Personal information
- Full name: Alexander Charles Bosomworth
- Date of birth: 22 September 1904
- Place of birth: Coatham, England
- Date of death: 22 November 1987 (aged 83)
- Place of death: Bexley, England
- Height: 5 ft 10 in (1.78 m)
- Position(s): Inside forward

Senior career*
- Years: Team / Apps / (Gls)
- 19??–1922: Eston Juniors
- 1922: Redcar
- 1923–1924: Middlesbrough / 0 / (0)
- 1924–1926: Darlington / 8 / (0)
- 1926–1927: Barrow / 35 / (6)
- 1927–1928: Bradford (Park Avenue) / 0 / (0)
- Grantham
- Woolwich Borough Council Athletic

= Alex Bosomworth =

English footballer (1904–1987)

Alexander Charles Bosomworth (22 September 1904 – 22 November 1987) was an English footballer who made 43 appearances in the Football League for Darlington and Barrow, playing mainly as an inside forward. He was also on the books of Middlesbrough and Bradford (Park Avenue) without playing first-team football for either.

==Life and career==
Bosomworth was born in 1904 in Coatham, Redcar, which was at the time in the North Riding of Yorkshire. The 1911 Census records him as the fourth of seven children living in Coatham with their parents, Thomas Frank Bosomworth, a blast furnace gantryman, and his wife Mary Agnes.

He played football for Eston Juniors and for Redcar before signing professional forms with First Division club Middlesbrough in January 1923. His services were retained for the following season, but not used by the first team, and he moved on to Darlington. He scored freely for their reserve team in the North-Eastern League, and finally made his Football League debut on Christmas Day 1924, standing in for regular inside-left George Stevens at home to Durham City; the match ended goalless. That was his only senior appearance that season as Darlington won the Third Division North title and gained promotion to the Second Division. He made seven appearances at the higher level, but was not retained, and signed for another Northern Section club, Barrow, in July 1926.

For the first time in his senior career, Bosomworth became a first-team regular. He made 35 league appearances, and scored his first senior goal on 9 October 1926 in a draw with Durham City – the week after missing a penalty. Although primarily an inside right, the Derby Daily Telegraph described him as "one of the most versatile players in the Northern Section to-day", having occupied seven different playing positions – both inside forward positions, centre forward, all three half-back positions and left full back – by halfway through the campaign.

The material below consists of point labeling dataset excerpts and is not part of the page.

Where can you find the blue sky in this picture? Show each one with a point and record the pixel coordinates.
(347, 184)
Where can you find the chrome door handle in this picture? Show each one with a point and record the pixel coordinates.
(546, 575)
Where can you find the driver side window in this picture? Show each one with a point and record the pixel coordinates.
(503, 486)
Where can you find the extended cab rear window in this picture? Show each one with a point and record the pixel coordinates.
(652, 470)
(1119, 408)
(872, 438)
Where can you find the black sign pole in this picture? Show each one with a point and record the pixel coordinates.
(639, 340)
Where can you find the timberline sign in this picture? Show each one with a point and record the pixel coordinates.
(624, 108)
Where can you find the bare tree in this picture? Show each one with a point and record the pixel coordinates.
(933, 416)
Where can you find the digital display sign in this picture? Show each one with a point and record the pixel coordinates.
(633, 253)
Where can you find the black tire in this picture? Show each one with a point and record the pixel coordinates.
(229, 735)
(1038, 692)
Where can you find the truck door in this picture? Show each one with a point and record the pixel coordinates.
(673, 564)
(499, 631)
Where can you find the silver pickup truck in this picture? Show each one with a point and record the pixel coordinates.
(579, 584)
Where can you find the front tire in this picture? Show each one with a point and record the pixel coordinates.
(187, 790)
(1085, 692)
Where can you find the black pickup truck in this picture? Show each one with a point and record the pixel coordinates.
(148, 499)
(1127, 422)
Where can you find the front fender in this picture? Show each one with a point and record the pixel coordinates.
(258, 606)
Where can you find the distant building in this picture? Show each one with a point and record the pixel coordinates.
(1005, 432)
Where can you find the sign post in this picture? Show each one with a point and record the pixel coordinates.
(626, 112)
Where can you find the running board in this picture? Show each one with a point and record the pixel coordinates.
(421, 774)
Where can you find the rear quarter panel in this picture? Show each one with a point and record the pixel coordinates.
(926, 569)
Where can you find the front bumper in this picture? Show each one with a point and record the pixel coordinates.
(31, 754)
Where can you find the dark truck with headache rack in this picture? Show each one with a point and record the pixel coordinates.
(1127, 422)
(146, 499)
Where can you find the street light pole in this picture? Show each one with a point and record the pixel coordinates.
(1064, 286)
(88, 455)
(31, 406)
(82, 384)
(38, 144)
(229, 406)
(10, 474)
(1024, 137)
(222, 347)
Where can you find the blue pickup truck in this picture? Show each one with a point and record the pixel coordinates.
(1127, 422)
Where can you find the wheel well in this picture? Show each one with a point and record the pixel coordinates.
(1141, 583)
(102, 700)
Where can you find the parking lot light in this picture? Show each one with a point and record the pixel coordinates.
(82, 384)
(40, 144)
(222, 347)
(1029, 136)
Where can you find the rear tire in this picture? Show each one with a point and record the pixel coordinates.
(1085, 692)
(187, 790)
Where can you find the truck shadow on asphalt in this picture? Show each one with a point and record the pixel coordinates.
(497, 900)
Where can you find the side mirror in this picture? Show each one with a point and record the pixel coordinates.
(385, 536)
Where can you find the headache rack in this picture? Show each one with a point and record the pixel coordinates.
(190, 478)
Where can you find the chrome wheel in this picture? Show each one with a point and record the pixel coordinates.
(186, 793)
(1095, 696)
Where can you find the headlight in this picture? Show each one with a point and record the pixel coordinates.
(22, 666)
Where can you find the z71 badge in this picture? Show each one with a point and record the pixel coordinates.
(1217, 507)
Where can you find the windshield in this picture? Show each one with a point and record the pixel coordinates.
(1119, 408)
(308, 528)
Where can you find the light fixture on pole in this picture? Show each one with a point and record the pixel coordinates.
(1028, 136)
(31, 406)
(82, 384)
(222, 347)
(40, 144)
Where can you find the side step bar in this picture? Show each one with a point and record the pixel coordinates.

He finished the season with six league goals and two in the FA Cup, which made him Barrow's top scorer as they finished bottom of the division. Bosomworth signed for another Third Division club, Bradford Park Avenue, but made no first-team appearances.

He returned to his native Redcar, where he played club cricket. He married Nora Rogerson in 1932, and moved to London, where he worked for Woolwich Borough Council and played for their football team, Woolwich B.C. Athletic, and cricket team. The 1939 Register finds him living in Rochester Way, Woolwich, employed as a porter at the Town Hall, and serving as an ARP warden. He died in Bexley in 1987 at the age of 83.